Cambodia's economic outlook remains robust in the near-term despite the country set to face bigger external risks and potentially lose trade privileges to its main markets, an International Monetary Fund (IMF) team has told the finance minister.
An IMF team visited Phnom Penh earlier this month and met with Minister of Economy and Finance Aun Pornmoniroth to conduct interim discussions on recent developments and the outlook for the Kingdom’s economy.
It projected that Cambodia’s economic growth will remain between 6.5 and seven per cent in the near and medium term, thanks to better fiscal performance, the ministry said.
However, the IMF team warned that Cambodia is now subject to higher risks than before that could affect economic growth – including the potential loss of the EU’s Everything But Arms (EBA) scheme, a spillover effect of the China-US trade war and the UK’s decision to leave the EU.

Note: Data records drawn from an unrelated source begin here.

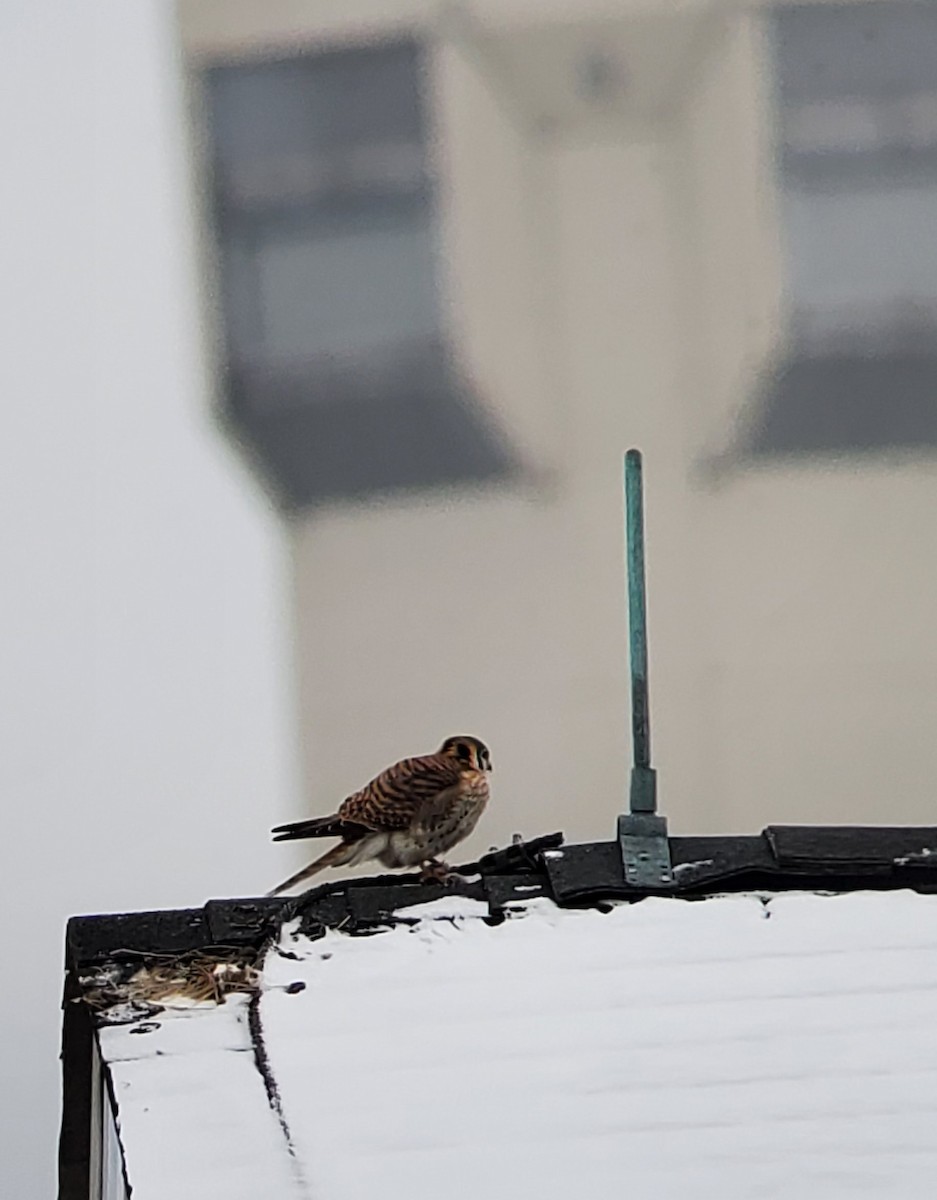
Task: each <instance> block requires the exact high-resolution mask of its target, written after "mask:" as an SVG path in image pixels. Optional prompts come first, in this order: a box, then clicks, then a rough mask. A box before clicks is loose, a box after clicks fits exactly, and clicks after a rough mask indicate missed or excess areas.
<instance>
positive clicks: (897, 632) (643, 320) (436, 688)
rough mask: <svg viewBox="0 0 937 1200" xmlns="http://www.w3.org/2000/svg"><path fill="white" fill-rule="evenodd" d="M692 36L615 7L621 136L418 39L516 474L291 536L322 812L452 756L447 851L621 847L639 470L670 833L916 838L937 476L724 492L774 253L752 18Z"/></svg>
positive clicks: (874, 469)
mask: <svg viewBox="0 0 937 1200" xmlns="http://www.w3.org/2000/svg"><path fill="white" fill-rule="evenodd" d="M394 7H395V6H394V5H392V4H391V2H390V0H389V2H388V5H386V11H388V12H391V11H392V10H394ZM709 7H711V8H713V12H711V14H707V6H704V5H687V6H686V8H685V12H686V14H687V16H686V17H685V19H684V18H680V19H669V17H668V19H666V20H665V19H662V18H661V19H660V20H657V19H656V17H657V16H659V14H660V13H661V12H663V13H665V14H672V12H673V10H672V8H669V7H667V6H665V5H662V4H661V2H657V4H656V6H655V5H653V4H650V2H648V4H644V5H639V6H637V5H633V4H624V2H623V4H620V5H618V6H615V5H611V4H608V5H606V6H605V8H606V10H608V12H607V13H605V16H606V17H614V16H615V13H618V14H619V16H620V14H624V17H623V18H621V20H620V22H619V23H618V24H615V25H614V29H612V28H611V26H609V28H608V29H606V34H607V35H608V38H609V44H620V46H621V47H623V48H624V52H625V53H627V48H629V44H631V43H630V38H633V46H635V47H638V46H639V47H641V60H639V61H641V62H642V64H645V65H647V64H648V62H650V64H651V65H653V70H647V71H645V72H644V74H641V73H638V77H637V83H636V94H635V97H633V110H632V109H630V107H629V106H630V103H631V101H630V100H629V98H627V97H625V98H624V100H620V101H613V102H612V104H611V108H605V109H601V108H599V109H596V110H595V112H593V113H590V112H588V109H585V110H584V109H583V104H582V102H581V101H579V100H577V98H576V97H570V96H564V95H563V91H561V88H563V86H564V84H561V80H560V84H559V85H558V89H559V90H557V91H555V94H549V95H547V92H545V91H543V80H545V77H543V72H540V74H537V64H536V62H535V61H527V62H525V61H524V59H523V55H524V28H525V26H524V22H523V19H522V18H521V16H518V13H519V10H518V11H517V12H516V13H515V17H516V20H513V22H512V23H511V28H510V34H511V37H510V41H499V37H498V36H495V31H494V26H493V25H492V26H486V25H485V24H483V23H482V24H475V25H473V26H471V38H474V40H473V41H471V42H470V44H469V47H468V49H467V48H466V43H464V42H460V41H458V40H460V38H464V37H466V36H467V35H466V28H464V25H460V24H458V23H457V24H456V25H455V26H454V25H451V24H449V25H445V24H443V25H439V26H438V29H437V32H438V35H439V36H440V38H442V42H440V50H439V54H438V56H437V65H438V72H437V80H436V86H437V88H438V89H439V92H438V98H439V112H440V113H443V120H442V124H440V128H439V137H440V139H442V146H440V149H442V157H443V162H444V164H445V166H444V170H445V175H444V179H445V180H448V185H449V187H450V188H451V190H455V191H450V192H449V193H448V196H446V204H445V205H444V209H443V217H444V227H443V235H444V245H445V247H446V266H448V269H449V271H450V276H449V280H450V286H451V287H452V289H454V290H452V293H451V298H452V302H454V334H455V335H456V336H457V337H458V338H460V346H461V350H462V353H463V354H464V355H466V358H467V360H469V361H471V362H474V364H475V367H476V373H477V378H479V379H481V380H482V382H483V392H485V395H486V397H487V398H488V401H489V402H491V403H492V406H493V408H494V410H495V412H499V413H500V414H501V415H503V416H504V421H505V425H506V426H507V427H509V428H510V430H511V431H512V434H513V436H515V439H516V440H517V442H519V443H521V444H522V446H523V449H524V450H525V451H527V454H528V458H529V463H530V464H531V466H533V470H531V472H530V474H529V476H528V478H527V479H525V481H524V484H523V486H518V487H517V488H516V490H513V491H510V490H507V491H491V492H480V493H470V494H469V493H467V494H460V496H455V494H454V496H443V497H440V496H439V494H433V496H426V497H422V498H398V499H395V500H392V502H388V503H382V504H378V503H376V504H373V505H371V506H368V505H361V506H350V508H344V509H341V510H332V511H328V510H324V511H319V512H318V514H316V515H312V516H310V517H308V518H306V520H305V521H302V522H300V523H298V524H296V527H295V538H294V545H295V568H296V570H295V611H296V619H298V625H299V632H300V659H301V661H300V668H301V677H302V697H301V709H302V726H304V742H305V756H306V773H307V785H308V806H310V809H311V810H317V809H324V808H328V806H329V805H330V804H332V803H334V802H335V799H336V798H340V797H342V796H344V794H346V793H347V792H348V791H350V790H353V788H354V787H356V786H358V785H360V784H361V782H364V781H365V779H367V778H368V776H370V774H371V773H373V772H376V770H377V769H379V768H380V767H382V766H384V764H385V763H386V762H389V761H391V760H392V758H395V757H397V756H400V755H402V754H409V752H419V751H424V750H430V749H432V748H433V746H434V744H436V743H437V742H439V740H442V738H443V737H444V736H446V734H449V733H451V732H457V731H466V732H474V733H477V734H480V736H481V737H483V738H486V739H487V740H488V742H489V744H491V746H492V751H493V757H494V762H495V769H497V774H495V788H497V791H495V804H494V806H493V811H492V814H491V816H489V817H488V818H487V820H486V822H485V823H483V826H482V829H481V830H480V832H479V833H477V834H476V835H475V838H474V840H473V842H471V844H470V846H469V847H468V850H469V851H470V850H483V848H485V847H486V846H487V845H489V844H493V842H503V841H504V840H505V839H506V838H507V836H509V835H510V834H511V833H512V832H516V830H517V832H522V833H523V834H525V835H534V834H537V833H542V832H545V830H548V829H553V828H560V827H561V828H564V829H565V830H566V833H567V835H570V836H572V838H590V836H603V835H609V834H611V832H612V829H613V821H614V815H615V812H617V811H618V810H619V809H620V808H621V806H623V805H624V804H625V802H626V784H627V768H629V755H630V738H629V716H627V688H626V662H627V660H626V636H625V620H626V613H625V602H624V581H623V548H621V544H623V522H621V509H620V505H621V485H620V460H621V454H623V451H624V450H625V449H626V448H627V446H629V445H638V446H641V448H642V449H643V451H644V455H645V472H647V510H648V552H649V604H650V638H651V656H650V664H651V712H653V736H654V752H655V760H656V764H657V767H659V770H660V800H661V806H662V809H663V810H665V812H666V814H667V815H668V816H669V818H671V823H672V828H673V829H674V830H678V832H695V830H698V832H709V830H739V832H744V830H751V829H756V828H758V827H761V826H762V824H765V823H768V822H771V821H774V822H783V821H821V822H823V821H827V822H845V821H849V822H875V821H894V822H921V823H924V822H930V821H932V820H933V814H935V805H933V803H932V802H931V797H930V788H931V779H932V767H931V740H932V734H931V728H932V727H933V724H935V716H937V670H935V667H937V662H936V661H935V660H937V622H935V620H933V614H935V613H936V612H937V569H936V568H935V558H933V556H932V554H931V542H932V535H931V523H932V516H931V514H932V512H933V511H935V504H936V503H937V473H936V472H935V469H933V464H932V462H931V461H929V460H920V461H911V462H897V461H896V462H893V463H889V462H887V461H884V460H883V461H878V462H877V463H876V464H873V466H869V464H867V463H861V464H860V463H858V462H855V463H853V462H851V461H848V460H847V461H840V462H836V463H833V464H830V463H827V462H824V463H821V464H812V466H811V464H809V463H800V464H788V466H779V464H776V466H771V467H763V468H753V467H747V468H745V469H743V468H740V467H738V466H733V461H732V456H731V452H729V451H731V448H732V444H733V437H734V436H735V433H737V431H738V427H739V425H740V422H744V421H745V420H746V418H747V415H749V413H750V410H751V404H752V396H753V392H755V388H756V384H757V379H758V376H759V372H761V371H762V370H764V367H765V365H767V364H768V362H769V361H770V359H771V355H773V354H775V353H776V352H777V349H779V347H780V344H781V341H782V337H783V322H782V314H783V292H782V270H781V264H782V252H781V244H780V239H779V232H777V227H776V218H775V203H774V200H775V197H774V185H773V176H771V142H770V127H771V114H770V104H769V97H768V89H767V86H765V78H767V72H765V67H764V61H763V53H764V50H763V44H762V38H761V35H759V26H758V20H757V17H755V16H752V14H749V13H746V12H745V11H744V10H740V8H738V7H735V6H721V5H719V6H709ZM527 8H528V10H530V19H531V20H535V14H534V8H535V6H534V5H533V4H529V5H528V6H527ZM612 10H614V12H612ZM524 11H527V10H524ZM539 11H540V12H541V16H542V19H543V22H546V23H549V22H554V23H558V22H559V16H558V12H554V10H553V8H549V6H543V7H542V8H541V10H539ZM564 11H565V12H566V13H569V6H564ZM583 11H584V10H583ZM691 11H696V12H697V16H696V17H693V24H692V25H687V24H686V22H689V20H690V17H689V13H690V12H691ZM477 12H482V13H483V12H485V8H483V6H481V7H479V8H477ZM636 12H639V19H638V18H635V23H633V25H630V24H629V20H627V19H625V18H627V17H629V13H636ZM699 13H702V16H698V14H699ZM495 18H497V14H494V16H492V22H495ZM648 18H650V23H649V19H648ZM564 23H565V24H569V20H565V22H564ZM434 28H436V26H434ZM595 28H596V29H599V28H605V26H595ZM535 32H536V31H535ZM542 32H543V30H542V28H541V29H540V30H539V32H537V37H531V42H530V46H535V47H540V48H541V49H542V52H543V54H548V55H553V58H551V59H549V64H551V71H549V78H553V77H554V76H555V70H554V66H555V54H557V53H558V52H557V42H555V38H554V35H553V34H551V35H549V38H551V40H547V41H543V40H542V37H541V36H540V35H542ZM594 34H595V29H593V30H591V31H590V32H589V37H588V38H584V37H582V38H579V41H578V43H577V42H576V38H575V37H572V40H571V41H570V46H571V47H572V48H573V49H575V48H576V46H577V44H578V46H579V47H582V46H585V44H587V43H588V44H593V43H594V41H595V37H594ZM537 38H540V40H539V41H537ZM530 53H531V54H534V53H539V52H536V50H531V52H530ZM543 61H547V60H546V59H545V60H543ZM528 68H529V70H528ZM661 80H666V82H667V86H666V88H662V86H661V83H660V82H661ZM545 96H547V103H548V106H549V113H548V114H547V115H548V116H549V120H541V119H539V118H540V116H542V115H543V114H542V113H540V114H539V113H537V106H539V104H540V106H541V107H542V104H543V97H545ZM448 138H449V139H450V142H449V143H446V139H448ZM486 144H488V145H491V146H492V148H494V149H493V150H492V154H491V155H489V156H487V155H486V149H485V148H486ZM473 156H474V157H473ZM486 162H488V166H492V164H495V166H498V164H499V166H498V169H497V170H495V172H494V173H487V174H486V173H485V163H486ZM519 199H522V200H523V204H521V205H519V206H518V200H519ZM524 205H527V206H528V208H527V209H525V208H524ZM524 211H529V224H527V226H525V223H524V221H523V220H522V217H523V214H524ZM486 217H487V224H486ZM518 247H519V248H518ZM525 296H527V298H530V300H529V305H530V307H528V306H527V304H525V301H524V298H525ZM512 313H517V314H518V325H517V337H516V338H512V337H511V336H510V334H511V319H512Z"/></svg>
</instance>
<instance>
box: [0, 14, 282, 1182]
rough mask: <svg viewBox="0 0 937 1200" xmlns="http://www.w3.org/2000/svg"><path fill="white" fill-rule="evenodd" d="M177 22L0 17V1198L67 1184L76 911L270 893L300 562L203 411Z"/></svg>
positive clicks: (62, 15)
mask: <svg viewBox="0 0 937 1200" xmlns="http://www.w3.org/2000/svg"><path fill="white" fill-rule="evenodd" d="M168 17H169V5H168V4H166V5H162V4H160V2H158V0H95V2H94V4H90V5H82V4H76V2H74V0H4V4H2V5H0V90H1V91H2V102H0V144H2V146H4V169H2V173H0V214H2V221H0V241H2V251H1V252H0V260H1V262H2V264H4V265H2V272H1V274H0V280H1V281H2V282H1V283H0V304H1V305H2V318H4V322H2V328H4V334H5V337H4V352H2V355H0V397H1V400H0V546H2V587H1V588H0V718H1V720H2V752H0V781H1V784H0V786H1V788H2V798H4V802H2V803H4V817H5V822H4V835H2V839H0V859H1V862H0V888H2V900H4V913H5V919H4V922H2V929H1V931H0V943H1V944H2V961H4V968H5V982H4V989H2V1001H0V1006H1V1007H2V1014H1V1015H2V1020H1V1021H0V1042H1V1043H2V1044H1V1046H0V1061H2V1063H4V1084H5V1086H4V1088H2V1091H0V1195H4V1196H11V1198H12V1196H17V1198H18V1200H48V1196H50V1195H53V1194H54V1178H55V1150H56V1138H58V1123H59V1064H58V1054H59V1038H60V1013H59V1004H60V998H61V983H62V978H61V964H62V934H64V926H65V920H66V917H67V916H68V914H70V913H78V912H95V911H122V910H128V908H140V907H176V906H185V905H191V904H202V902H203V901H204V900H205V899H206V898H209V896H211V895H239V894H247V893H257V892H259V890H263V889H265V888H266V887H269V886H270V884H271V883H274V882H276V880H277V878H278V877H280V876H281V875H282V874H283V869H284V863H283V856H282V854H276V853H275V851H274V850H272V848H271V847H268V845H266V829H268V827H269V824H270V823H271V821H272V820H274V818H276V817H277V816H280V815H281V814H282V815H284V816H287V815H294V814H295V804H296V799H295V791H294V779H295V775H294V756H293V746H292V745H290V740H289V738H290V721H289V706H290V678H289V671H288V665H287V664H288V644H289V643H288V638H289V623H288V617H287V613H286V602H287V589H286V582H287V578H288V575H287V550H286V542H284V539H283V532H282V529H281V528H280V526H278V522H277V520H276V517H275V516H274V515H272V514H271V512H269V511H268V510H266V509H265V508H264V505H263V503H262V502H260V498H259V494H258V493H257V491H256V490H254V488H253V486H252V485H251V481H250V480H248V478H247V476H246V474H245V470H244V468H242V466H241V464H240V462H239V461H238V460H236V458H235V456H234V455H233V454H232V451H230V450H229V449H228V448H227V446H226V445H224V444H223V443H222V440H221V438H220V437H218V434H217V433H216V431H215V430H214V428H212V427H211V425H210V422H209V420H208V416H206V413H205V410H204V398H203V394H202V389H200V364H199V358H198V355H199V337H198V330H197V322H196V307H194V296H193V292H192V288H191V280H192V272H193V266H192V262H191V254H190V250H191V247H190V244H188V215H187V211H186V206H185V187H184V182H185V175H184V157H182V154H184V145H182V142H181V138H180V136H179V128H180V109H179V97H178V90H176V74H175V65H174V62H173V59H172V52H170V44H172V43H170V40H169V29H168Z"/></svg>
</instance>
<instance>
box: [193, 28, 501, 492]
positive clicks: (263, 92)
mask: <svg viewBox="0 0 937 1200" xmlns="http://www.w3.org/2000/svg"><path fill="white" fill-rule="evenodd" d="M420 71H421V67H420V54H419V49H418V47H415V46H413V44H404V46H392V47H384V48H380V49H371V50H348V52H342V53H330V54H325V55H312V56H304V58H295V59H290V60H288V61H277V62H262V64H251V65H246V66H230V67H217V68H212V70H211V71H209V72H208V79H206V85H208V96H209V112H210V136H211V137H210V140H211V150H212V166H214V196H215V221H216V233H217V238H218V242H220V250H221V264H222V284H223V286H222V300H223V310H224V331H226V346H227V356H228V362H227V372H226V380H227V392H226V400H227V406H228V412H229V414H230V416H232V419H233V421H234V424H235V426H236V427H238V431H239V434H240V436H241V437H244V438H245V439H246V440H247V442H250V443H251V445H252V446H253V449H254V451H256V458H259V461H260V463H262V464H263V467H264V469H265V470H266V474H268V478H269V479H270V480H271V482H272V486H274V488H275V491H276V492H277V493H278V494H280V496H281V497H282V498H283V500H284V503H287V504H288V505H290V506H301V505H306V504H311V503H316V502H317V500H320V499H326V498H337V497H342V496H356V494H362V493H367V492H370V491H374V490H378V488H380V490H384V488H392V487H419V486H431V485H433V486H434V485H438V484H440V482H455V481H460V480H477V479H488V478H497V476H499V475H501V474H504V473H505V472H506V469H507V460H506V455H505V452H504V450H503V449H501V446H500V445H499V443H498V440H497V438H495V437H494V434H493V433H492V432H491V430H489V427H488V425H487V424H486V422H485V421H483V420H482V419H481V416H480V414H479V410H477V407H476V406H475V404H474V403H473V401H471V397H470V395H469V390H468V388H467V386H466V385H464V382H463V380H461V379H460V378H458V374H457V371H456V368H455V366H454V362H452V359H451V355H450V354H449V353H448V350H446V346H445V338H444V334H443V328H442V324H443V323H442V317H440V305H439V300H438V294H437V260H436V252H434V247H436V230H434V212H433V180H432V178H431V175H430V172H428V166H427V155H426V144H425V138H426V133H425V130H426V122H425V119H424V110H422V103H421V95H420Z"/></svg>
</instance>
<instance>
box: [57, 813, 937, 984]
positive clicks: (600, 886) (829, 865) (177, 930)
mask: <svg viewBox="0 0 937 1200" xmlns="http://www.w3.org/2000/svg"><path fill="white" fill-rule="evenodd" d="M669 850H671V860H672V864H673V886H672V887H669V888H667V889H648V888H641V887H632V886H631V884H629V883H627V882H626V880H625V872H624V868H623V862H621V851H620V846H619V842H618V841H597V842H584V844H579V845H564V844H563V835H561V834H558V833H557V834H551V835H547V836H543V838H537V839H535V840H533V841H529V842H516V844H515V845H511V846H507V847H506V848H505V850H499V851H494V852H492V853H489V854H485V856H483V857H482V858H481V859H479V860H477V862H475V863H468V864H466V865H463V866H461V868H458V869H457V870H458V875H460V876H461V878H456V880H452V881H450V882H449V883H446V884H442V883H434V882H422V881H421V880H420V877H419V875H416V874H407V875H382V876H368V877H362V878H354V880H341V881H337V882H332V883H323V884H320V886H319V887H317V888H313V889H312V890H310V892H306V893H305V894H302V895H301V896H296V898H287V899H286V900H284V899H282V898H277V899H268V898H260V899H238V900H209V901H208V904H205V906H204V907H203V908H182V910H170V911H164V912H133V913H124V914H116V916H89V917H73V918H72V919H71V920H70V922H68V930H67V965H68V967H71V968H76V967H79V966H84V965H91V964H95V962H101V961H103V960H107V959H114V958H121V956H139V955H146V954H172V953H180V954H181V953H185V952H187V950H193V949H203V948H206V947H212V946H218V947H220V946H227V947H236V946H245V947H246V946H260V944H262V943H263V942H264V941H265V940H266V938H268V937H269V936H270V935H271V934H272V932H274V931H275V930H276V928H277V926H278V925H280V924H282V923H283V922H284V920H289V919H293V918H296V917H299V918H300V919H301V929H302V930H304V931H305V932H307V934H312V935H314V934H317V932H322V931H324V930H325V929H329V928H332V929H335V928H342V929H344V930H347V931H348V932H350V934H358V932H368V931H371V930H373V929H374V928H377V926H380V925H386V924H389V923H395V922H396V920H400V919H401V918H398V917H397V916H396V914H397V913H398V912H400V910H402V908H412V907H414V906H418V905H421V904H427V902H430V901H432V900H437V899H439V898H440V896H443V895H452V894H456V895H464V896H470V898H473V899H477V900H482V901H485V902H487V905H488V908H489V916H491V919H492V920H499V919H501V917H503V913H504V910H505V907H506V906H507V905H509V904H518V902H521V901H523V900H530V899H533V898H535V896H547V898H549V899H552V900H554V901H555V902H557V904H559V905H583V904H595V902H601V901H607V900H625V901H627V900H631V901H635V900H641V899H643V898H644V896H647V895H672V896H675V898H684V899H698V898H702V896H707V895H713V894H716V893H723V892H749V890H762V889H763V890H770V892H783V890H792V889H793V890H824V892H853V890H858V889H864V888H871V889H893V888H912V889H914V890H918V892H937V827H930V826H927V827H912V826H896V827H877V826H872V827H863V826H841V827H840V826H834V827H829V826H768V828H767V829H764V830H763V833H761V834H757V835H750V836H723V835H714V836H698V838H684V836H672V838H669ZM406 919H408V920H414V919H415V918H414V917H408V918H406Z"/></svg>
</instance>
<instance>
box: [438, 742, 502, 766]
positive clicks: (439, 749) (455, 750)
mask: <svg viewBox="0 0 937 1200" xmlns="http://www.w3.org/2000/svg"><path fill="white" fill-rule="evenodd" d="M439 754H443V755H448V756H449V757H450V758H458V761H460V762H461V763H462V764H463V766H466V767H471V768H473V769H474V770H491V754H489V752H488V748H487V746H486V745H485V743H483V742H480V740H479V739H477V738H470V737H467V736H464V734H460V736H458V737H455V738H446V739H445V742H444V743H443V745H442V746H440V748H439Z"/></svg>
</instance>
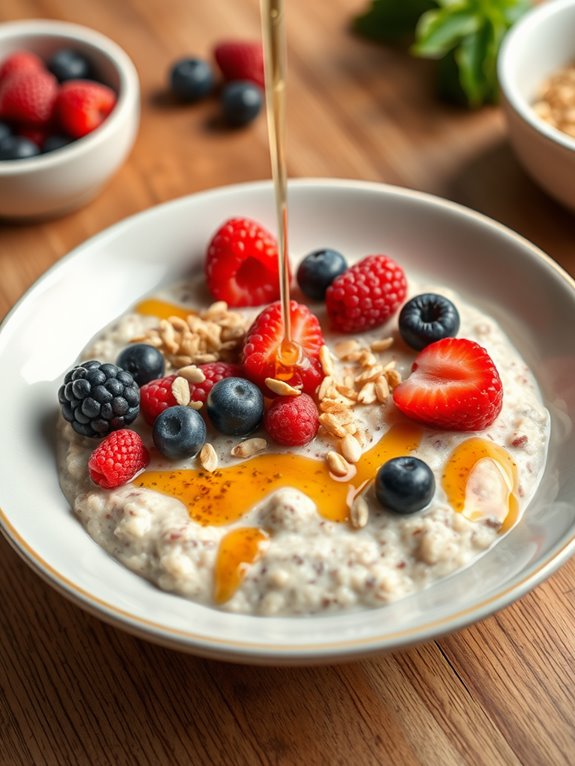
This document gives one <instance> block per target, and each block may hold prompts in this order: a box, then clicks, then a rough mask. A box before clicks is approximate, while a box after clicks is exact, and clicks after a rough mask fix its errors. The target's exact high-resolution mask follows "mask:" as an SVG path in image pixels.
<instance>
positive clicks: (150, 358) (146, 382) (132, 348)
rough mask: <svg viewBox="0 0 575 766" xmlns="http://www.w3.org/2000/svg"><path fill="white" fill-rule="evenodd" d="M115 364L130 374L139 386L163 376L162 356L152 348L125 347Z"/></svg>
mask: <svg viewBox="0 0 575 766" xmlns="http://www.w3.org/2000/svg"><path fill="white" fill-rule="evenodd" d="M116 364H117V365H118V367H121V368H122V369H123V370H127V371H128V372H130V373H131V374H132V375H133V377H134V380H135V381H136V383H137V384H138V385H139V386H143V385H144V383H149V382H150V381H151V380H155V379H156V378H161V377H162V376H163V374H164V356H163V354H162V352H161V351H158V349H157V348H155V347H154V346H149V345H148V344H147V343H134V344H133V345H131V346H127V347H126V348H125V349H124V350H123V351H122V352H121V353H120V355H119V356H118V358H117V359H116Z"/></svg>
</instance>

“[The IMF team] also expressed their concerns with the increase in capital expenses . . . and the continued increase of credit to the construction and real estate sectors, which could lead to systematic risk to the financial sector, the ministry said.
It added that the team also favourably assessed the government’s efforts to remedy such issues by imposing measures, such as lowering electricity prices, adjusting the minimum wage and reducing the number of public holidays.
Realising the possibility of losing access to the EBA scheme, Pornmoniroth said the government has taken the issue into account for economic projection and has launched a series of reforms to prevent risk and to maintain economic growth at at least 6.5 per cent.
Prime Minister Hun Sen late last month announced large-scale economic reforms, outlining a 17-point strategy to stimulate economic growth that he said could save the private sector up to $400 million per year.
The strategy included a number of key money-saving initiatives for private businesses – including reducing costs associated with shipping, port service fees and electricity, as well as railway operation management reforms.
He said the reforms will allow Cambodia’s exports to remain competitive – even if the EU removes the Kingdom’s access to the EBA scheme.
The Asian Development Bank (ADB) early this month projected that the Kingdom’s economy will grow seven per cent this year, a slight decline from last year’s 7.3 per cent due to external factors.
With a slowdown forecast in advanced economies such as those in Europe, the US, Japan and China – major destinations for Cambodian exports – growth will likely slow for the Kingdom’s exports and its tourism sector, ADB’s Asian Development Outlook 2019 report states.